Leetcode 224. Basic Calculator

Given a string s representing a valid expression, implement a basic calculator to evaluate it, and return the result of the evaluation.

Note: You are not allowed to use any built-in function which evaluates strings as mathematical expressions, such as eval().

Example 1:Input: s = “1 + 1” Output: 2

Example 2:Input: s = ” 2-1 + 2 ” Output: 3

Example 3:Input: s = “(1+(4+5+2)-3)+(6+8)” Output: 23

Constraints:

• 1 <= s.length <= 3 * 105
• s consists of digits, '+', '-', '(', ')', and ' '.
• s represents a valid expression.
• '+' is not used as a unary operation (i.e., "+1" and "+(2 + 3)" is invalid).
• '-' could be used as a unary operation (i.e., "-1" and "-(2 + 3)" is valid).
• There will be no two consecutive operators in the input.
• Every number and running calculation will fit in a signed 32-bit integer.

My solution is a typical way. However, the performance is not that good. Just FYI.

class Solution:
    def calculate(self, s: str) -> int:
        pattern = r'(\d+|\D)'

        tokens = re.findall(pattern, s)

        stack = []

        for char in tokens:
            if char == ' ':
                pass
            elif char == ')':
                sub_stack = self.get_substack(stack)
                stack.append(self.calculate_subtotal(sub_stack))
            else:
                stack.append(char)
        
        return self.calculate_subtotal(stack)
    
    def get_substack(self, stack):
        sub_stack = []

        while stack and stack[-1] != '(':
            sub_stack.append(stack.pop())

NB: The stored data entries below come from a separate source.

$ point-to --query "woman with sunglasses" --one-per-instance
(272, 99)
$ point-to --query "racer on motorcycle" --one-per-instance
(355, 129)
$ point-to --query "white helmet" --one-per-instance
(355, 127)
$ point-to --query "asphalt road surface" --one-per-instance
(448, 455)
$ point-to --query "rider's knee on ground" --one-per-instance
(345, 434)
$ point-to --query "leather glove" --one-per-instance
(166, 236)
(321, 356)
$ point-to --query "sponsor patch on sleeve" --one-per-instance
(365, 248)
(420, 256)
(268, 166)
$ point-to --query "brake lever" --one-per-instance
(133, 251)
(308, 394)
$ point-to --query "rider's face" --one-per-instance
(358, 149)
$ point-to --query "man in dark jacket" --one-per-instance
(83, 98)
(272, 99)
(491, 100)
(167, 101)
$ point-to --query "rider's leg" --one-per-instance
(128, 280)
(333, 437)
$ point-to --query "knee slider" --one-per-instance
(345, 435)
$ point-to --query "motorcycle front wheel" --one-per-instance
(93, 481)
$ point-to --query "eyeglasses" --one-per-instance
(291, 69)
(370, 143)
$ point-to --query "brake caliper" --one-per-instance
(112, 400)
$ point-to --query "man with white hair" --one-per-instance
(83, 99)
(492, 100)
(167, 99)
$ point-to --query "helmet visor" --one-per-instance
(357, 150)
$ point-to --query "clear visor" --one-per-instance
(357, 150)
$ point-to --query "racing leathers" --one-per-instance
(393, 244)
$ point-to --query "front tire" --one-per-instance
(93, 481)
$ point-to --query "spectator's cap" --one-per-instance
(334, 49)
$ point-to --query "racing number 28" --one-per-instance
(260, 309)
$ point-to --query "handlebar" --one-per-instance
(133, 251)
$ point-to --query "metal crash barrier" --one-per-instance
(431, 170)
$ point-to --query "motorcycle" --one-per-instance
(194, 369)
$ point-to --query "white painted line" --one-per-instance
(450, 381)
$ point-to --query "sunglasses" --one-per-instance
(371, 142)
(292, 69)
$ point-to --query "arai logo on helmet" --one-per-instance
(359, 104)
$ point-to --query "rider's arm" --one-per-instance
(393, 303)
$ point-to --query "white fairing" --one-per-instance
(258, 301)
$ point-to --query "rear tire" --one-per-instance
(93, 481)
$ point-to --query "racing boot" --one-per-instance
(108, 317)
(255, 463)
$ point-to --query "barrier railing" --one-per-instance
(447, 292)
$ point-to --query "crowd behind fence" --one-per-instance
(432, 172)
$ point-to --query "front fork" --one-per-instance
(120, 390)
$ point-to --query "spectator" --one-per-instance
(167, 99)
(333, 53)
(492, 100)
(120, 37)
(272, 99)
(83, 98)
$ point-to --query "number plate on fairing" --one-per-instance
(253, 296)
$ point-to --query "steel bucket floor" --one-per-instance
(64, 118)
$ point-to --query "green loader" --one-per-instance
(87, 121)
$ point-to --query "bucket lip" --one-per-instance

        if stack and stack[-1] == '(':
            stack.pop()

        return sub_stack[::-1]

    def calculate_subtotal(self, stack):
        total = 0
        sign = None

        for char in stack:
            if str(char) == '-' or str(char) == '+':
                sign = char
            else:
                if sign == '-':
                    total -= int(char)
                else:
                    total += int(char)
        
        return total